The entities recognized are:

  • Nick as a Person
  • Montreal and Toronto as Locations
  • Concordia University as an Organization.

While relatively simplistic the overall example comprising the input text,  the generated RDF output and the quick setup process for the Neon Toolkit and the GATE web services plugin helped to demonstrate the potential of Named Entity Recognition and ontology generation.

The input text actually comes from a demo of the OwlExporter which provides similar functionality for GATE itself. Longer term GATE is likely to be part of a Natural Language Processing solution for a government department where the sensitivity of the private data would preclude the use of an external web service. Hopefully there will also be time later on to write up the results of using GATE and the OwlExporter with the same input text.

(For this article  Neon Toolkit version 2.4.2 was used.)

One Response to “Using the Neon Toolkit and ANNIE to demonstrate extracting RDF from Natural Language”

  1. Ninus says:

    All the tools that we develop at the Semantic Software Lab is open source.
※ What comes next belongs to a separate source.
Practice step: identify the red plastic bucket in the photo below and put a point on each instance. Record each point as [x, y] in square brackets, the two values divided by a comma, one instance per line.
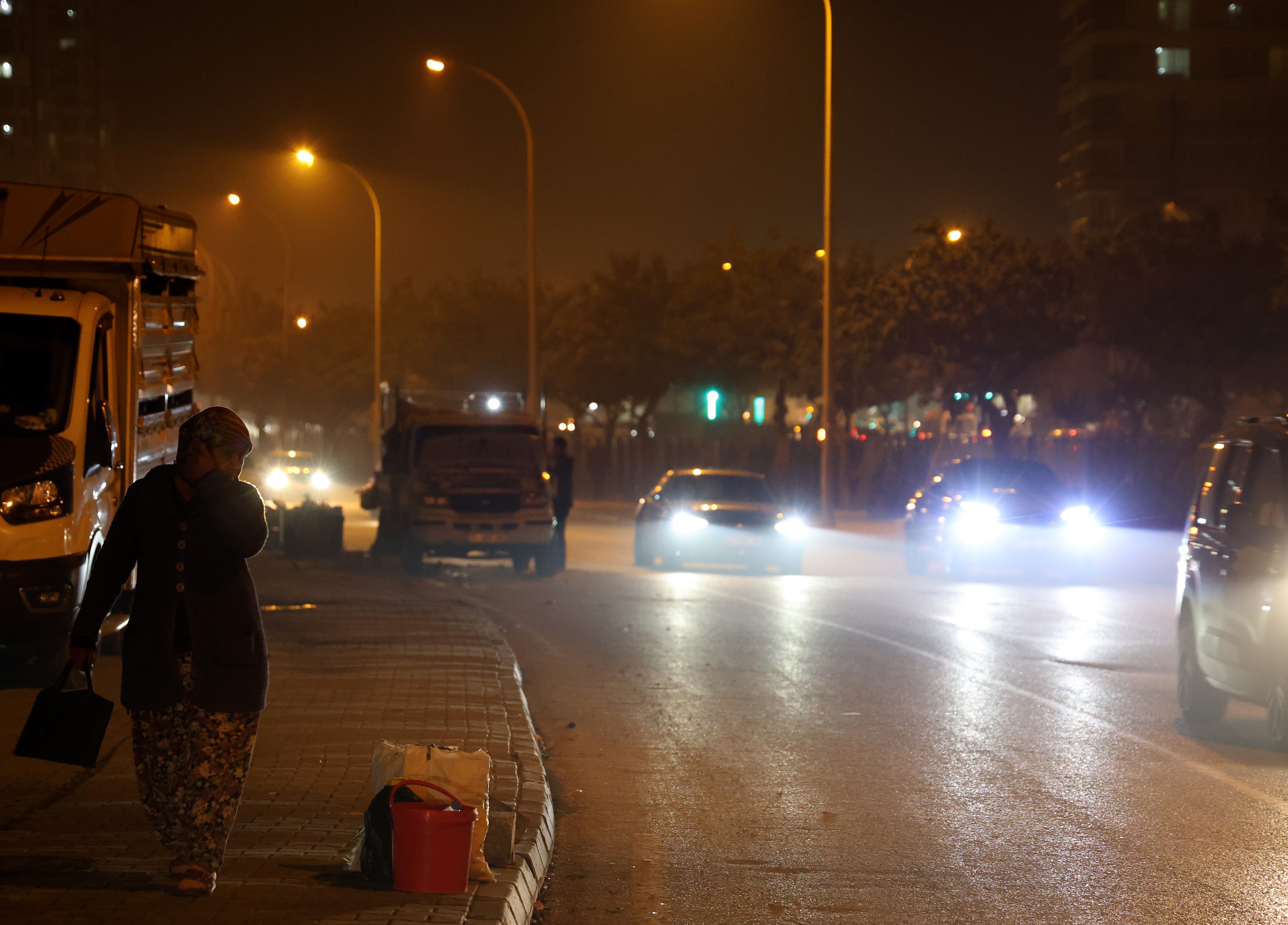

If you have any questions or suggestions regarding any of our tools, we would love to hear from you at “http://www.semanticsoftware.info/forums/tools-resources-forum/durm-corpus-wiki-tools”.

    P.S. The example also exports coreferences (entities that reappear in different parts of the text), in this case “Toronto”.